LLM-based Agents Suffer from Hallucinations: A Survey of Taxonomy, Methods, and Directions
Xixun Lin, Yucheng Ning, Jingwen Zhang, Yan Dong, Yilong Liu, Yongxuan Wu, Xiaohua Qi, Nan Sun, Yanmin Shang, Kun Wang, Pengfei Cao, Qingyue Wang, Lixin Zou, Xu Chen, Chuan Zhou, Jia Wu, Peng Zhang, Qingsong Wen, Shirui Pan, Bin Wang, Yanan Cao, Kai Chen, Songlin Hu, Li Guo
TL;DR
The paper addresses hallucinations in LLM-based agents by modeling the problem as a multi-component system where errors can propagate across reasoning, execution, perception, memory, and communication. It introduces an internal-state vs external-behavior taxonomy, defining five hallucination types with nine sub-types and eighteen triggering causes, and provides a comprehensive review of ten mitigation/detection approaches. The methodology covers knowledge-based and paradigm-based strategies, including post-hoc verification and multi-agent considerations within a $POMDP$ framework.

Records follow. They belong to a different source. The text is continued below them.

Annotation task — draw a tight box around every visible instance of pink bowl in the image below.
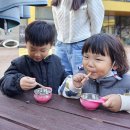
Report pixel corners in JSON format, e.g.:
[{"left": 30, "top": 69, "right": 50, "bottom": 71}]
[
  {"left": 80, "top": 93, "right": 104, "bottom": 110},
  {"left": 34, "top": 87, "right": 52, "bottom": 103}
]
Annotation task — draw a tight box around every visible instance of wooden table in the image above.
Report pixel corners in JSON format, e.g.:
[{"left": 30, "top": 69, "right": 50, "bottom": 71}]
[{"left": 0, "top": 92, "right": 130, "bottom": 130}]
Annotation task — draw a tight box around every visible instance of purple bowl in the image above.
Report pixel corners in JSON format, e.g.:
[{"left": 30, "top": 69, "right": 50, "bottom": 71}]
[
  {"left": 34, "top": 87, "right": 52, "bottom": 103},
  {"left": 80, "top": 93, "right": 104, "bottom": 110}
]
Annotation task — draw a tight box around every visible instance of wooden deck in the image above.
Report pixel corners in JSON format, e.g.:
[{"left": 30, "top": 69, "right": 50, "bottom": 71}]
[{"left": 0, "top": 91, "right": 130, "bottom": 130}]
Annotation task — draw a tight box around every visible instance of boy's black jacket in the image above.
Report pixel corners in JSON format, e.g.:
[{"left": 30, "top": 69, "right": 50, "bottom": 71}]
[{"left": 0, "top": 54, "right": 67, "bottom": 96}]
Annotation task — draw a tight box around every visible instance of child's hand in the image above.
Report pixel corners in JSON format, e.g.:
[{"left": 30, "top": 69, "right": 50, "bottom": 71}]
[
  {"left": 102, "top": 94, "right": 121, "bottom": 112},
  {"left": 20, "top": 76, "right": 37, "bottom": 90},
  {"left": 73, "top": 73, "right": 91, "bottom": 88}
]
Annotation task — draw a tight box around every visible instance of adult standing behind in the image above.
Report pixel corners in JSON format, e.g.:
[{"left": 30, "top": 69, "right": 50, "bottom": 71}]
[{"left": 52, "top": 0, "right": 104, "bottom": 74}]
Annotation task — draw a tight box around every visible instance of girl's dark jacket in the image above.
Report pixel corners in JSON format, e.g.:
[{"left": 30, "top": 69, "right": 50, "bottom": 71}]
[{"left": 0, "top": 55, "right": 67, "bottom": 96}]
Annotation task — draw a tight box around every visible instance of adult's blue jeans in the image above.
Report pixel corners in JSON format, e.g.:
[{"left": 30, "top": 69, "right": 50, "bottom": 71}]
[{"left": 55, "top": 40, "right": 85, "bottom": 75}]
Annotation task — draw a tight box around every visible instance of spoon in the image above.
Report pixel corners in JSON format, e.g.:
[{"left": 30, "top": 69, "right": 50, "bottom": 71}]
[
  {"left": 81, "top": 72, "right": 91, "bottom": 84},
  {"left": 36, "top": 82, "right": 52, "bottom": 91}
]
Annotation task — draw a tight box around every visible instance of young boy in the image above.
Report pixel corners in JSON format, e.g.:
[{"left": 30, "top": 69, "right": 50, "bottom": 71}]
[{"left": 0, "top": 21, "right": 67, "bottom": 96}]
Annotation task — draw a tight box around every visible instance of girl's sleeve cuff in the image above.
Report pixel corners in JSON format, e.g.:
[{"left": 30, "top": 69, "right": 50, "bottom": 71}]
[
  {"left": 120, "top": 95, "right": 130, "bottom": 113},
  {"left": 69, "top": 80, "right": 82, "bottom": 93}
]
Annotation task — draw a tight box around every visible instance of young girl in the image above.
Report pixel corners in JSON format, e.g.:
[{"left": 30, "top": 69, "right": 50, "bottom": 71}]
[
  {"left": 52, "top": 0, "right": 104, "bottom": 74},
  {"left": 58, "top": 34, "right": 130, "bottom": 112}
]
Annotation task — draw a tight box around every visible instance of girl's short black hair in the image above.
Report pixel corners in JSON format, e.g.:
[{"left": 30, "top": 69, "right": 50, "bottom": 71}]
[
  {"left": 51, "top": 0, "right": 85, "bottom": 10},
  {"left": 82, "top": 33, "right": 129, "bottom": 76},
  {"left": 25, "top": 21, "right": 55, "bottom": 46}
]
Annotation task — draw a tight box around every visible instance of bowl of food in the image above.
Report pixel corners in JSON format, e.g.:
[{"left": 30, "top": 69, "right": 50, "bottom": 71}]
[
  {"left": 34, "top": 87, "right": 52, "bottom": 103},
  {"left": 80, "top": 93, "right": 105, "bottom": 110}
]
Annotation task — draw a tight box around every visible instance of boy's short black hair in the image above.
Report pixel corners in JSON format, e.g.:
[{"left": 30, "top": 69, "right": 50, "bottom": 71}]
[
  {"left": 82, "top": 33, "right": 129, "bottom": 76},
  {"left": 25, "top": 21, "right": 55, "bottom": 46}
]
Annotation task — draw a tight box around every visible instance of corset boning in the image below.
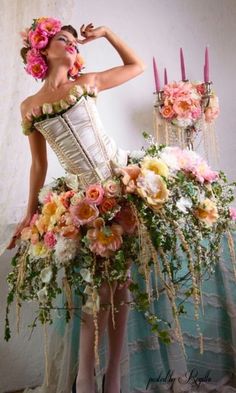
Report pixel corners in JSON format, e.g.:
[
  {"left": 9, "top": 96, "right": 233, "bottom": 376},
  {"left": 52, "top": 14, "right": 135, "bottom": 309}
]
[{"left": 34, "top": 97, "right": 128, "bottom": 186}]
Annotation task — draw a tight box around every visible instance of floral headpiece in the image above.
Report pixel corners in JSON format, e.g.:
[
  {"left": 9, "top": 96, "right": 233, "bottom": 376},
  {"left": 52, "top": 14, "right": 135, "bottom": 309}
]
[{"left": 20, "top": 17, "right": 84, "bottom": 79}]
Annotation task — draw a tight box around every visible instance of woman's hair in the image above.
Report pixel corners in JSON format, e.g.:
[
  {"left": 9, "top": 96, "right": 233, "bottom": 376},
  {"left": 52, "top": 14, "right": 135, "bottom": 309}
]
[{"left": 20, "top": 25, "right": 78, "bottom": 64}]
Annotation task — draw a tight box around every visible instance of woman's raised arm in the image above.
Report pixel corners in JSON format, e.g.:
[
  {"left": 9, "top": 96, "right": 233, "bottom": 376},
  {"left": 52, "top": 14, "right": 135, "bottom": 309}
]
[{"left": 78, "top": 25, "right": 146, "bottom": 91}]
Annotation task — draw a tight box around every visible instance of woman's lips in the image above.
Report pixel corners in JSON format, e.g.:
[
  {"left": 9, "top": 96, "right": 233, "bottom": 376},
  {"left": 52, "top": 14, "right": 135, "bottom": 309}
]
[{"left": 65, "top": 46, "right": 75, "bottom": 53}]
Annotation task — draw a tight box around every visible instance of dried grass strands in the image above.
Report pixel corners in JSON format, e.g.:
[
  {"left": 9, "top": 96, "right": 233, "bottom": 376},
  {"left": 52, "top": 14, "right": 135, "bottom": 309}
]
[{"left": 226, "top": 230, "right": 236, "bottom": 278}]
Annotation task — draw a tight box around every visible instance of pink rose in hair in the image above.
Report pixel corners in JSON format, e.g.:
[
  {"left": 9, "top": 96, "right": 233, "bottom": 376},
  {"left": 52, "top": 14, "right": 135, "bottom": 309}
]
[
  {"left": 229, "top": 207, "right": 236, "bottom": 221},
  {"left": 43, "top": 231, "right": 57, "bottom": 248},
  {"left": 37, "top": 18, "right": 61, "bottom": 37},
  {"left": 29, "top": 28, "right": 48, "bottom": 49}
]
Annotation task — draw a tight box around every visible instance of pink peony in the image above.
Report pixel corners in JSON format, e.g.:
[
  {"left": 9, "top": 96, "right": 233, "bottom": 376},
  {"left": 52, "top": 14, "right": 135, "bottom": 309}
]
[
  {"left": 29, "top": 28, "right": 48, "bottom": 49},
  {"left": 205, "top": 107, "right": 220, "bottom": 123},
  {"left": 30, "top": 213, "right": 39, "bottom": 228},
  {"left": 161, "top": 105, "right": 175, "bottom": 119},
  {"left": 85, "top": 184, "right": 104, "bottom": 205},
  {"left": 69, "top": 199, "right": 99, "bottom": 227},
  {"left": 99, "top": 197, "right": 117, "bottom": 213},
  {"left": 87, "top": 219, "right": 123, "bottom": 257},
  {"left": 31, "top": 106, "right": 42, "bottom": 117},
  {"left": 173, "top": 97, "right": 192, "bottom": 119},
  {"left": 43, "top": 231, "right": 57, "bottom": 248},
  {"left": 115, "top": 203, "right": 137, "bottom": 234}
]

By detailing theoretical foundations, practical mitigation/detection techniques, and future directions, the work offers a practical roadmap for building safer, more reliable LLM-based agents and provides open resources to accelerate progress.
Abstract
Driven by the rapid advancements of Large Language Models (LLMs), LLM-based agents have emerged as powerful intelligent systems capable of human-like cognition, reasoning, and interaction. These agents are increasingly being deployed across diverse real-world applications, including student education, scientific research, and financial analysis. However, despite their remarkable potential, LLM-based agents remain vulnerable to hallucination issues, which can result in erroneous task execution and undermine the reliability of the overall system design. Addressing this critical challenge requires a deep understanding and a systematic consolidation of recent advances on LLM-based agents. To this end, we present the first comprehensive survey of hallucinations in LLM-based agents. By carefully analyzing the complete workflow of agents, we propose a new taxonomy that identifies different types of agent hallucinations occurring at different stages. Furthermore, we conduct an in-depth examination of eighteen triggering causes underlying the emergence of agent hallucinations. Through a detailed review of a large number of existing studies, we summarize approaches for hallucination mitigation and detection, and highlight promising directions for future research. We hope this survey will inspire further efforts toward addressing hallucinations in LLM-based agents, ultimately contributing to the development of more robust and reliable agent systems.